Faire ses courses est un rituel rassurant. On pousse son chariot distraitement, on compare les prix, on installe parfois son enfant dans le petit siège prévu à cet effet. Pourtant, derrière ce geste banal, une réalité bien moins appétissante refait surface.
Une étude menée aux États-Unis affirme que 72 % des caddies testés contiennent des bactéries fécales. Un chiffre qui surprend… et qui interroge.
Une étude américaine qui dérange
Des chercheurs de l’Université d’Arizona ont analysé 85 chariots dans plusieurs États américains. Résultat : près des trois quarts présentaient des traces de bactéries d’origine fécale. Sur un sous-échantillon étudié plus en détail, la moitié contenait des souches d’Escherichia coli, plus connue sous le nom d’Escherichia coli.
Le microbiologiste Charles Gerba, à l’origine des prélèvements, a déjà alerté à plusieurs reprises sur la contamination des objets du quotidien. Selon les données recueillies, certaines poignées de caddie afficheraient une charge bactérienne jusqu’à 361 fois supérieure à celle d’une poignée de porte de toilettes publiques.

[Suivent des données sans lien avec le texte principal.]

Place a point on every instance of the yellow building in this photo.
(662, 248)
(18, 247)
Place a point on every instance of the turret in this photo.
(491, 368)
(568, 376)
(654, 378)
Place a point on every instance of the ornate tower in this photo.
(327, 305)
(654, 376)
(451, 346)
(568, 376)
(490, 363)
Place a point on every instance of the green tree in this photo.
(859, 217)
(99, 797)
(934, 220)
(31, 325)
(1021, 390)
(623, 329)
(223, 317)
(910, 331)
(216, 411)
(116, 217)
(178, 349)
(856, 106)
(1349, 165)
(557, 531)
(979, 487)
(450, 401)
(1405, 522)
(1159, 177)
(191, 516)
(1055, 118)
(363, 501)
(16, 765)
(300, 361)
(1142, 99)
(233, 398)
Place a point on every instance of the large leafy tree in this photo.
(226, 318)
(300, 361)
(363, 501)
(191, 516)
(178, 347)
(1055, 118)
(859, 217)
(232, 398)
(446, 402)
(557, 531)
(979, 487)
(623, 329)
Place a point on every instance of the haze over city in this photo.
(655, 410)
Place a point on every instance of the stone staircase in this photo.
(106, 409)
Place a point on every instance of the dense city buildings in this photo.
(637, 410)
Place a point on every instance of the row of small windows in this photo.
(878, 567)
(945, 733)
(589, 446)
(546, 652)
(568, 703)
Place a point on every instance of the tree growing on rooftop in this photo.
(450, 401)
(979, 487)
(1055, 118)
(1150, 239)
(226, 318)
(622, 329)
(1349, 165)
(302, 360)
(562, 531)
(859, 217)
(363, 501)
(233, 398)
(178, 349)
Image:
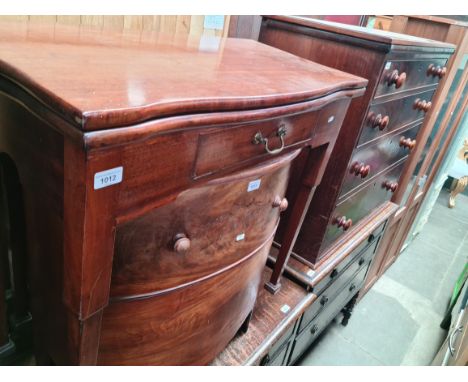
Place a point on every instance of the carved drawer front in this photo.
(399, 76)
(327, 297)
(370, 161)
(230, 146)
(185, 326)
(310, 333)
(384, 117)
(358, 205)
(202, 231)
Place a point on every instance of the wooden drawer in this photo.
(416, 75)
(334, 274)
(362, 260)
(392, 115)
(233, 145)
(224, 220)
(376, 158)
(185, 326)
(278, 358)
(358, 205)
(329, 121)
(316, 326)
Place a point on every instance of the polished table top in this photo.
(99, 78)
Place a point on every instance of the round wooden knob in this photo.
(342, 222)
(436, 71)
(396, 78)
(390, 186)
(360, 169)
(422, 105)
(181, 243)
(378, 121)
(281, 203)
(407, 143)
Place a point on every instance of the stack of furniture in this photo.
(153, 182)
(381, 133)
(441, 126)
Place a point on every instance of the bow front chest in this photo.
(153, 170)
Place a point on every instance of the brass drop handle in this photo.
(378, 121)
(390, 186)
(280, 203)
(407, 143)
(181, 243)
(260, 139)
(396, 78)
(342, 222)
(436, 71)
(360, 169)
(422, 105)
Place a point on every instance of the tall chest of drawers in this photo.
(380, 129)
(154, 170)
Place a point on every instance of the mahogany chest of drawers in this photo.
(380, 129)
(154, 171)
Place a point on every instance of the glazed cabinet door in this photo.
(186, 274)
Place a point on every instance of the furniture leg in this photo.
(459, 187)
(348, 310)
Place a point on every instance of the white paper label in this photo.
(285, 308)
(254, 185)
(214, 22)
(240, 237)
(108, 178)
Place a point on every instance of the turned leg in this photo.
(245, 325)
(348, 309)
(459, 187)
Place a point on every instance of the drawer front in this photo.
(311, 332)
(327, 297)
(358, 205)
(228, 147)
(369, 161)
(335, 273)
(203, 231)
(185, 326)
(278, 358)
(282, 341)
(399, 76)
(385, 117)
(329, 122)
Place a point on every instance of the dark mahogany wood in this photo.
(155, 269)
(270, 326)
(143, 85)
(396, 67)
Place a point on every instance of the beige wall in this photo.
(189, 25)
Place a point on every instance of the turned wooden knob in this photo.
(342, 222)
(390, 186)
(407, 143)
(281, 203)
(378, 121)
(422, 104)
(360, 169)
(181, 243)
(397, 79)
(436, 71)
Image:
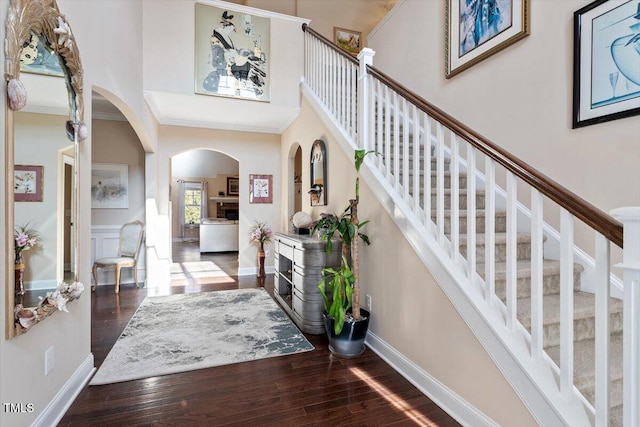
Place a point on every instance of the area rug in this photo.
(178, 333)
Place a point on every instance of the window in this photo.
(192, 204)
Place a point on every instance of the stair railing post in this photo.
(364, 98)
(630, 218)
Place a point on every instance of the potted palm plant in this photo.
(346, 323)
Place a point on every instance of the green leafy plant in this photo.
(343, 283)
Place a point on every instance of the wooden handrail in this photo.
(344, 53)
(601, 222)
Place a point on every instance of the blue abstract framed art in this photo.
(476, 29)
(606, 64)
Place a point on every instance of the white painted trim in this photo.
(40, 285)
(535, 384)
(101, 233)
(252, 271)
(254, 11)
(463, 412)
(216, 125)
(55, 410)
(384, 20)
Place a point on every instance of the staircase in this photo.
(523, 281)
(584, 303)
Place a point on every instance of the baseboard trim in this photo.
(55, 410)
(463, 412)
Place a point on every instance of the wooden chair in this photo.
(130, 240)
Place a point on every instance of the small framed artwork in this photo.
(477, 29)
(109, 186)
(261, 189)
(28, 183)
(318, 178)
(349, 40)
(606, 62)
(233, 186)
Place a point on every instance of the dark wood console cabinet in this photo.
(299, 261)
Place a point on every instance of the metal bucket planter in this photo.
(350, 342)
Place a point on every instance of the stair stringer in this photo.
(588, 281)
(536, 384)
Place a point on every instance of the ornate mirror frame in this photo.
(43, 18)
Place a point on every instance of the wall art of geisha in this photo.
(232, 51)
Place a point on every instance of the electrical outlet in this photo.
(48, 361)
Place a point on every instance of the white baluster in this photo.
(366, 58)
(512, 252)
(417, 163)
(405, 150)
(630, 217)
(471, 213)
(354, 102)
(489, 229)
(387, 133)
(454, 194)
(603, 343)
(427, 171)
(396, 142)
(537, 290)
(379, 106)
(566, 302)
(440, 182)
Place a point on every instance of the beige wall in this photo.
(409, 310)
(356, 15)
(22, 358)
(521, 99)
(215, 183)
(115, 142)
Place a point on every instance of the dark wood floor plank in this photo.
(307, 389)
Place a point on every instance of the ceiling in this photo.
(206, 112)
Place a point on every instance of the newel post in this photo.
(364, 98)
(630, 218)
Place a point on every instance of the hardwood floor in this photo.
(313, 388)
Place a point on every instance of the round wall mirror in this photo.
(44, 123)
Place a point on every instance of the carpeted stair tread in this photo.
(549, 267)
(584, 363)
(523, 246)
(583, 308)
(583, 316)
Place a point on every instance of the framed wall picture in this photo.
(260, 188)
(476, 29)
(233, 186)
(318, 174)
(349, 40)
(606, 62)
(35, 57)
(231, 53)
(28, 183)
(109, 186)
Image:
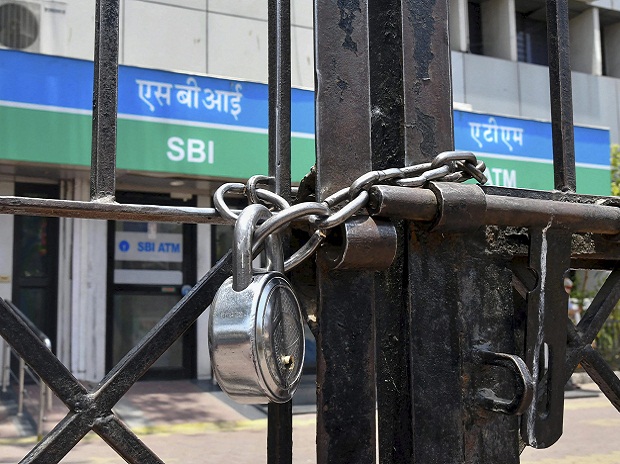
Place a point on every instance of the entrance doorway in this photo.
(151, 266)
(35, 262)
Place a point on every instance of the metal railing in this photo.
(467, 295)
(23, 371)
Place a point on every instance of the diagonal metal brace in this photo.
(92, 410)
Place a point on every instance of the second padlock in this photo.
(256, 332)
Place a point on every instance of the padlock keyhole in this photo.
(288, 361)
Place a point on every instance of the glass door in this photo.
(35, 263)
(152, 268)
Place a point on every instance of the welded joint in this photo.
(459, 206)
(524, 384)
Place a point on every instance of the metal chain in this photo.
(449, 166)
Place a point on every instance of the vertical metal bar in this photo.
(6, 366)
(434, 343)
(427, 80)
(105, 95)
(280, 416)
(558, 41)
(279, 24)
(395, 428)
(436, 365)
(346, 398)
(21, 390)
(41, 412)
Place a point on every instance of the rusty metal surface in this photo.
(468, 206)
(105, 96)
(345, 342)
(280, 416)
(365, 243)
(545, 334)
(561, 97)
(395, 427)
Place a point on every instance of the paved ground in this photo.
(183, 423)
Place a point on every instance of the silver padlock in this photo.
(256, 332)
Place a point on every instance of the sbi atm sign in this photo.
(140, 246)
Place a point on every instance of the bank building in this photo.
(192, 114)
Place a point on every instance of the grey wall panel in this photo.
(255, 9)
(491, 84)
(302, 57)
(458, 82)
(200, 5)
(534, 91)
(302, 13)
(237, 47)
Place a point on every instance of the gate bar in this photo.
(105, 95)
(558, 43)
(280, 416)
(346, 399)
(394, 426)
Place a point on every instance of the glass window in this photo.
(531, 40)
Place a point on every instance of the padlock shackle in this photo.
(243, 236)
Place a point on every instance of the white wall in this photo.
(499, 29)
(88, 321)
(585, 43)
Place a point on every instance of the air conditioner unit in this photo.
(20, 25)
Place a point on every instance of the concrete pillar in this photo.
(65, 278)
(499, 29)
(612, 45)
(459, 26)
(88, 318)
(6, 250)
(585, 43)
(203, 264)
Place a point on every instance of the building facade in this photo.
(96, 287)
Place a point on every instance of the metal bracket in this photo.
(524, 383)
(365, 243)
(461, 206)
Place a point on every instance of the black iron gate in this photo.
(462, 344)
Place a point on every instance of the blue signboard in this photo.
(67, 83)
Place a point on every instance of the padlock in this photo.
(256, 332)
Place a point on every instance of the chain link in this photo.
(450, 166)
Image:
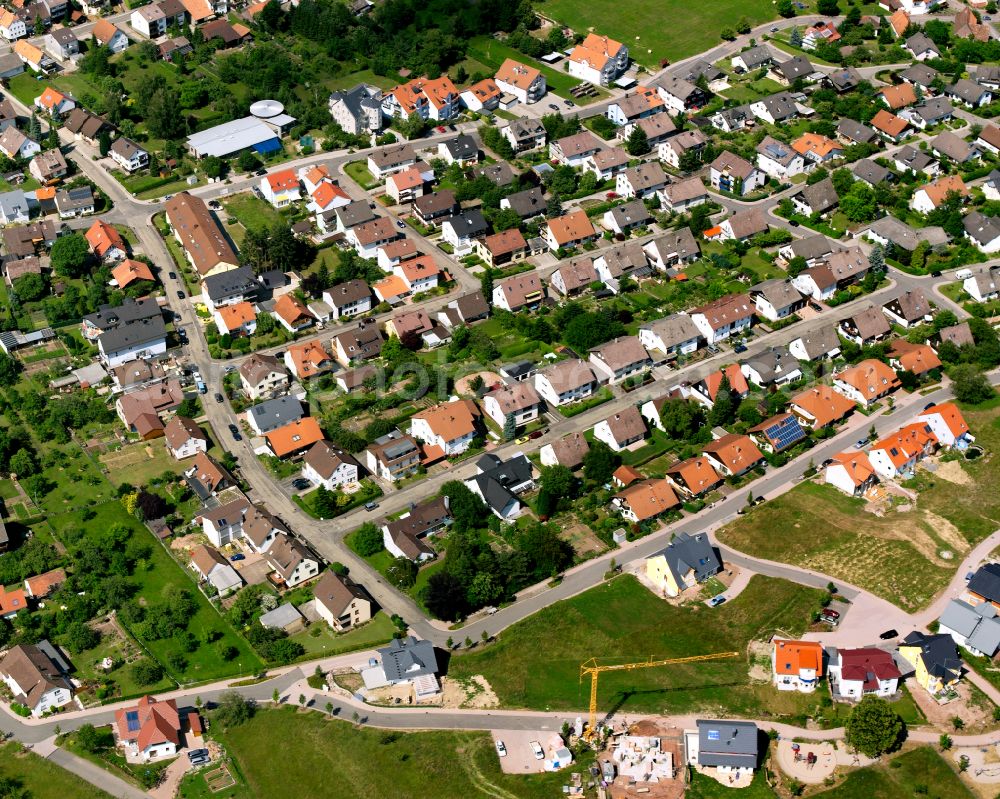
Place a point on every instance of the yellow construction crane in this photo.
(592, 668)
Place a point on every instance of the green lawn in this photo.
(317, 753)
(493, 53)
(327, 643)
(153, 577)
(752, 90)
(536, 663)
(252, 212)
(672, 29)
(977, 515)
(817, 527)
(358, 172)
(908, 775)
(40, 779)
(703, 787)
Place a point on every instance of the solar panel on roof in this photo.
(785, 433)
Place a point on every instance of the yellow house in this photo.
(937, 666)
(687, 561)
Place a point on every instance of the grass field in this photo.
(702, 787)
(908, 775)
(40, 779)
(317, 753)
(536, 663)
(672, 29)
(153, 578)
(492, 53)
(327, 643)
(817, 527)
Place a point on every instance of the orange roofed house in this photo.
(817, 149)
(294, 437)
(525, 83)
(733, 454)
(598, 60)
(820, 406)
(693, 477)
(307, 360)
(451, 426)
(796, 665)
(867, 382)
(150, 730)
(646, 500)
(571, 230)
(130, 271)
(281, 188)
(931, 195)
(948, 424)
(292, 313)
(105, 241)
(898, 454)
(851, 472)
(436, 99)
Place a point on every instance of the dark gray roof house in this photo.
(843, 80)
(275, 413)
(855, 132)
(353, 214)
(986, 582)
(929, 112)
(500, 173)
(938, 653)
(871, 173)
(730, 744)
(631, 214)
(981, 229)
(919, 75)
(230, 285)
(435, 205)
(920, 43)
(462, 148)
(817, 198)
(795, 68)
(755, 57)
(691, 554)
(499, 482)
(469, 223)
(133, 334)
(527, 203)
(974, 626)
(405, 659)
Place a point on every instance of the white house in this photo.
(451, 426)
(598, 60)
(796, 665)
(565, 382)
(281, 188)
(519, 400)
(856, 673)
(329, 466)
(36, 675)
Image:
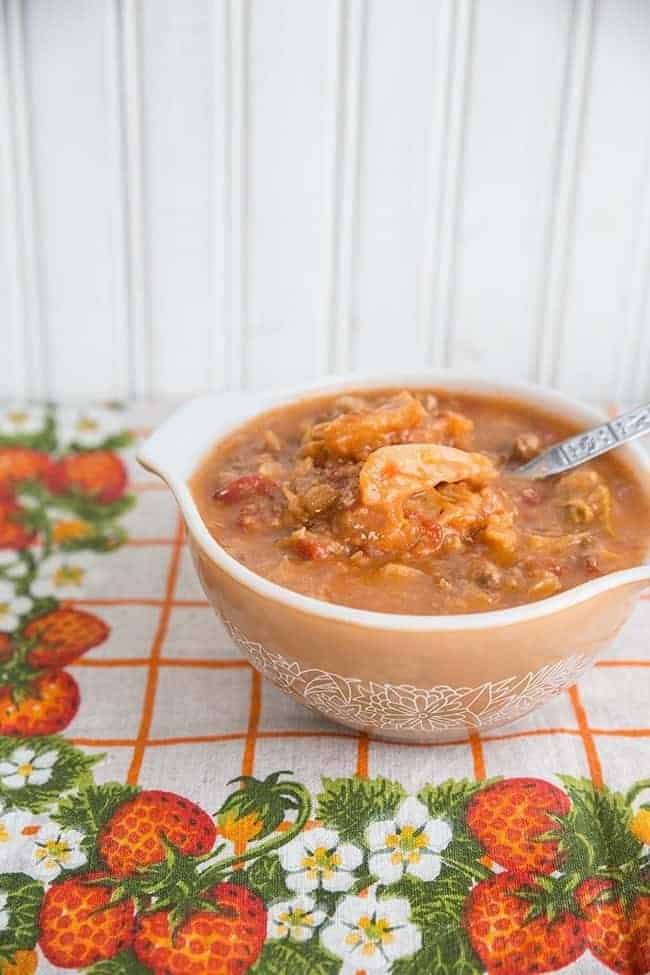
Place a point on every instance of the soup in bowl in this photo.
(370, 548)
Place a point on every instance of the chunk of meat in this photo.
(354, 435)
(246, 486)
(312, 546)
(526, 446)
(445, 427)
(393, 474)
(585, 497)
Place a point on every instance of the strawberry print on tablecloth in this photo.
(352, 874)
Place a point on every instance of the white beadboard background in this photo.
(206, 194)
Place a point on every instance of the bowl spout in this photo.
(175, 448)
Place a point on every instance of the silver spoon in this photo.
(585, 446)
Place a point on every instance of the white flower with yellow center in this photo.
(4, 913)
(25, 767)
(18, 830)
(19, 420)
(87, 428)
(295, 920)
(410, 843)
(55, 850)
(11, 564)
(316, 859)
(370, 934)
(64, 575)
(12, 607)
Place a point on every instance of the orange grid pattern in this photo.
(154, 662)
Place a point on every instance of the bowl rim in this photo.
(160, 455)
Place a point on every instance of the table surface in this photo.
(363, 856)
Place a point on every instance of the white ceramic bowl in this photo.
(418, 678)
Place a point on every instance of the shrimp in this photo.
(390, 475)
(353, 434)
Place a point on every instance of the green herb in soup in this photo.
(401, 501)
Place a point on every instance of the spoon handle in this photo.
(585, 446)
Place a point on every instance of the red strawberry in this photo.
(78, 928)
(132, 836)
(98, 474)
(618, 937)
(505, 941)
(19, 464)
(43, 707)
(508, 818)
(13, 533)
(224, 943)
(63, 635)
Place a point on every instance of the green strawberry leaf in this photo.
(596, 832)
(349, 805)
(71, 770)
(23, 904)
(123, 964)
(105, 539)
(90, 810)
(266, 879)
(304, 958)
(437, 909)
(119, 441)
(43, 440)
(449, 955)
(90, 509)
(449, 799)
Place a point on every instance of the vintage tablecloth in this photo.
(166, 810)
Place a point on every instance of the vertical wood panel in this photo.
(608, 204)
(567, 173)
(66, 50)
(236, 51)
(507, 184)
(25, 290)
(13, 378)
(351, 42)
(289, 180)
(460, 70)
(178, 42)
(141, 350)
(252, 192)
(401, 85)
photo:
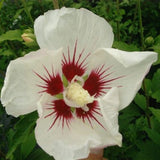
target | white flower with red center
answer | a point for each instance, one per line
(76, 81)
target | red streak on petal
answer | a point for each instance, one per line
(90, 115)
(52, 83)
(98, 81)
(72, 66)
(61, 112)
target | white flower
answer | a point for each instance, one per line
(77, 82)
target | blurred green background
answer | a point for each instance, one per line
(136, 26)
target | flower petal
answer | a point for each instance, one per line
(20, 92)
(63, 27)
(127, 70)
(79, 138)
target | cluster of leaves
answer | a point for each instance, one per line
(139, 123)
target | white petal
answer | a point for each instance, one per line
(109, 105)
(131, 67)
(76, 141)
(20, 92)
(63, 27)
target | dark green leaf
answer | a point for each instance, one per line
(154, 135)
(140, 101)
(155, 112)
(11, 35)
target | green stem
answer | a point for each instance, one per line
(147, 105)
(55, 4)
(27, 11)
(118, 28)
(140, 24)
(2, 155)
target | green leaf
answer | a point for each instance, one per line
(28, 145)
(156, 86)
(7, 52)
(148, 151)
(155, 112)
(1, 4)
(140, 101)
(153, 135)
(11, 35)
(156, 48)
(23, 128)
(124, 46)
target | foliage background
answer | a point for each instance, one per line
(136, 27)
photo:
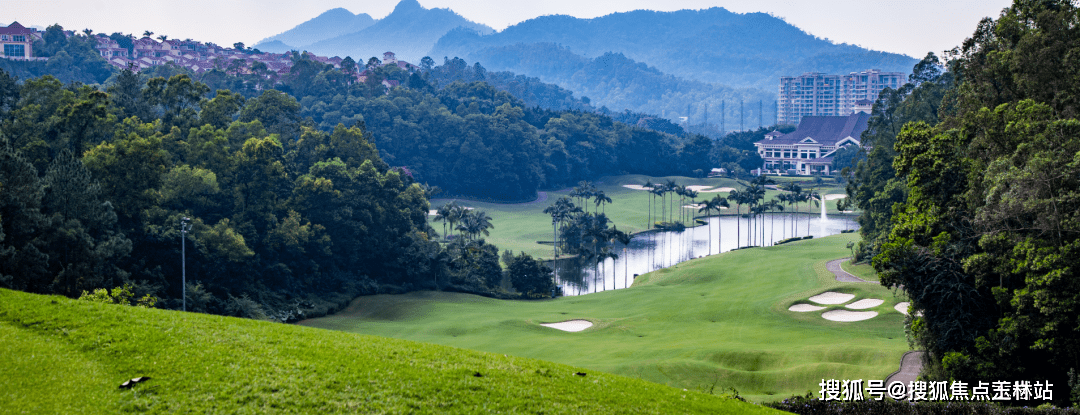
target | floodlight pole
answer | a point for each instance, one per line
(185, 226)
(554, 248)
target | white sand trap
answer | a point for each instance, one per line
(848, 316)
(804, 308)
(717, 190)
(434, 212)
(831, 297)
(570, 325)
(865, 303)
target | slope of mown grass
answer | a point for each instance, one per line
(63, 356)
(518, 226)
(864, 270)
(711, 323)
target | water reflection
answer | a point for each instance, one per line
(652, 251)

Un contraste saisissant. Car, comme le soulignent les spécialistes, les sanitaires sont généralement nettoyés plusieurs fois par jour. Les caddies, eux, circulent sans véritable désinfection systématique.
Pourquoi les caddies concentrent autant de microbes
Un chariot de supermarché passe de main en main, traverse les parkings, affronte la pluie, parfois les fientes d’oiseaux. Les poignées sont touchées par des centaines de clients chaque semaine.
Or, toutes les études comportementales convergent : une partie importante de la population ne se lave pas correctement les mains après être passée aux toilettes. Téléphones, clés de voiture, sacs et poignées deviennent alors des vecteurs silencieux.
Pendant la crise sanitaire du Covid-19, le nettoyage des chariots était devenu quasi automatique dans de nombreux magasins. Mais ce réflexe s’est largement perdu. Résultat : les surfaces très manipulées, comme les poignées de caddie ou les écrans tactiles de caisse automatique, accumulent les germes.
Certaines recherches évoquent également la présence occasionnelle de bactéries plus résistantes, comme le staphylocoque doré, dans des environnements commerciaux.
Faut-il craindre une contamination ?
Le Centers for Disease Control and Prevention rappelle que toutes les souches d’E. coli ne sont pas dangereuses. Beaucoup sont inoffensives. D’autres, en revanche, peuvent provoquer des diarrhées sévères. Aux États-Unis, environ 70 000 infections annuelles seraient liées aux formes les plus agressives.
Mais les experts insistent sur un point essentiel : le risque dépend de la dose de bactéries ingérée. Toucher une poignée contaminée ne signifie pas automatiquement tomber malade. Pour la majorité des adultes en bonne santé, l’exposition se traduit souvent par des troubles digestifs bénins, voire aucun symptôme.
La vigilance est toutefois recommandée pour les jeunes enfants, les femmes enceintes et les personnes immunodéprimées.
Des gestes simples pour limiter les risques
Face à ces révélations, certains consommateurs ont déjà changé leurs habitudes. Une cliente interrogée par BFMTV confiait ne jamais faire ses courses sans gel hydroalcoolique. « C’est devenu un réflexe », expliquait-elle.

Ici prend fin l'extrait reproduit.